Linked Data and Libraries: Keynote

Today at the second Linked Data and Libraries meeting organised by Talis.

Lynne Brindley is kicking off the day…
Noting that the broad agenda is about getting access to information, linking across domains etc. See potential of Linked Data approach to increasing the use of their catalogue & so collections. Bringing better discovery and therefor utility to researchers – and to exploit the legacy of data that has been created over long periods of time.

The British library is ‘up for it’ – but need to look at the costs, benefits and may need to convince sceptics. But BL has history of taking innovative steps – introduced public online information retrieval systems to the UK around 40 years ago (MEDLARS in the 1970s). 10 years later UK was one of the first countries to publish National Bibliography on CD-ROM (now ‘museum pieces’! says Lynne).

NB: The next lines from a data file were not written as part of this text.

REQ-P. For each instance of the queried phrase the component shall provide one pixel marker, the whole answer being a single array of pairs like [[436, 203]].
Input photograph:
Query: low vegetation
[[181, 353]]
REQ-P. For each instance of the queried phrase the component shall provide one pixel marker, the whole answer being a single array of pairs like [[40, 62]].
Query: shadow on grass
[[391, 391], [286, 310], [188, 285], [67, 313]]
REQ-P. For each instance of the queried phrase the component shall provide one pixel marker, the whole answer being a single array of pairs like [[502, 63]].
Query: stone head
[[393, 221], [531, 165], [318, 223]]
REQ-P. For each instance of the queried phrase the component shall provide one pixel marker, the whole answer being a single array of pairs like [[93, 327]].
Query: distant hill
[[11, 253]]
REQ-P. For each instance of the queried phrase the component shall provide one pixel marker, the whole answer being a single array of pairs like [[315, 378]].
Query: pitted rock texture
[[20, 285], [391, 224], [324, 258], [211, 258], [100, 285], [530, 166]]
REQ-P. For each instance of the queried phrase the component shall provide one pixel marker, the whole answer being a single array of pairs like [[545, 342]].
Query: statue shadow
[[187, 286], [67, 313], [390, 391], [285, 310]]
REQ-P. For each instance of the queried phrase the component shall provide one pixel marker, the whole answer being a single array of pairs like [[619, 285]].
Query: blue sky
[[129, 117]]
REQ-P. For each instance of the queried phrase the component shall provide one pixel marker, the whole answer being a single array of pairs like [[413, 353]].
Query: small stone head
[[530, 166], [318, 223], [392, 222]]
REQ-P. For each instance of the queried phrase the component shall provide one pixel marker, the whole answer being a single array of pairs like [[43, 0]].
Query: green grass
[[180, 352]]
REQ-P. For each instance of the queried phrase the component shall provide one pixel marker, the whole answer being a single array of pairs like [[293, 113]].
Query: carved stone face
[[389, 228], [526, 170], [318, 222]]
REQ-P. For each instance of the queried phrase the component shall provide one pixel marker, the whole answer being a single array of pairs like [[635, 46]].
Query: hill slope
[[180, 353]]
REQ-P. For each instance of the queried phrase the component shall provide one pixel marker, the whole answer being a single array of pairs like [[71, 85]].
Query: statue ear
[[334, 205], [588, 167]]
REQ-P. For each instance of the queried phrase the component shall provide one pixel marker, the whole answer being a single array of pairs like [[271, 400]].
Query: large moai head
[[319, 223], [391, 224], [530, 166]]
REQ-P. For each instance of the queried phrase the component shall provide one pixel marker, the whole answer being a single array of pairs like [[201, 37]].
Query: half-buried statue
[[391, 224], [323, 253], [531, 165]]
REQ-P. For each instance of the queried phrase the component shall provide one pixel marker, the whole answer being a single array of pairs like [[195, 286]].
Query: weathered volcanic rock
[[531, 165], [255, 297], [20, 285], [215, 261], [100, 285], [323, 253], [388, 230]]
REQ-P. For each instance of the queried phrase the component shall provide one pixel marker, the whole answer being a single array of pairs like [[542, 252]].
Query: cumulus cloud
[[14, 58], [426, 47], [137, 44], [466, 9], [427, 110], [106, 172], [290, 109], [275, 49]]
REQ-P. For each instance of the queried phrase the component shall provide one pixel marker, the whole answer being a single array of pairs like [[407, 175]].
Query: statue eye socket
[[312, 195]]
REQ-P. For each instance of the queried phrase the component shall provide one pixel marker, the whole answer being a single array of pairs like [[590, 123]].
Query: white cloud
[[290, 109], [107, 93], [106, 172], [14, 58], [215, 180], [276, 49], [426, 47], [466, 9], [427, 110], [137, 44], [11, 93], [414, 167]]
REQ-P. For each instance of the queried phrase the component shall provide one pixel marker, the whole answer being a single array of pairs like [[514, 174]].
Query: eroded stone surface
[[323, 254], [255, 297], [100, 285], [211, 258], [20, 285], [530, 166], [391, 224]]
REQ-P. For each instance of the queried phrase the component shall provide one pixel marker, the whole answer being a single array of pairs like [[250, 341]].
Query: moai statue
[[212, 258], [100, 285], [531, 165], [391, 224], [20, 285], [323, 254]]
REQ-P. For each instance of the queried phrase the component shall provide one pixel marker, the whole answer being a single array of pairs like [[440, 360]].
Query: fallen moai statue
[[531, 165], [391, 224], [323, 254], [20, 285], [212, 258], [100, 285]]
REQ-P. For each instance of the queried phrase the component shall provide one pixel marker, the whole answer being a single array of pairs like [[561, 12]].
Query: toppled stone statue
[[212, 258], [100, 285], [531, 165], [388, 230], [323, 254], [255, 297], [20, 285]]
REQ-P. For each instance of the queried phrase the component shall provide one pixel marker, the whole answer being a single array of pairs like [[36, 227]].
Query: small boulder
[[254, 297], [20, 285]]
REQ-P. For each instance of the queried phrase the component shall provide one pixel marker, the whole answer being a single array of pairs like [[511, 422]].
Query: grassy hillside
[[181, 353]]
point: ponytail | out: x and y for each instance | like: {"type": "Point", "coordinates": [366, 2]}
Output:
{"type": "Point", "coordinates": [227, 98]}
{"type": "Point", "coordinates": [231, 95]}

And now exposing national bibliography as linked open data… – some history:

BL involved in UK PubMed Central (UKPMC) – repository of papers, patents, reports etc. etc. Contains many data types from many organisations. Provides better access to hard to find reports, theses etc. For Lynne this is also about ‘linking’ even if not built on “Linked Data” technology stack. – sees it as part and parcel of same thing and movement in a direction of linking materials/collections.

Also ‘sounds’ – UK Sound Map http://sounds.bl.uk/uksoundmap/index.aspx – linked across domains and also involved public in capturing ‘sounds of Britain’ – via AudioBoo – added metadata and mashed up with Google Maps…

‘Evolving English’ exhibition – had a ‘map your voice’ element – many people recorded the same piece of material – which has been incorporated into a research database of linguistic recordings – global collaboration and massive participation.

Lynne says – it is pretty difficult to do multi-national, multi-organisational stuff – and should learn from these examples.

The BL Catalogue is primary tool to access, order and manage the BL collections. Long operated a priced service where the catalogue records are sold to others – in various forms. Despite pressure to earn money from Government, BL decided to take step of offering BNB records as RDF/XML under a CC0. Today will be announcing a linked data version of BNB – more later today from Neil Wilson.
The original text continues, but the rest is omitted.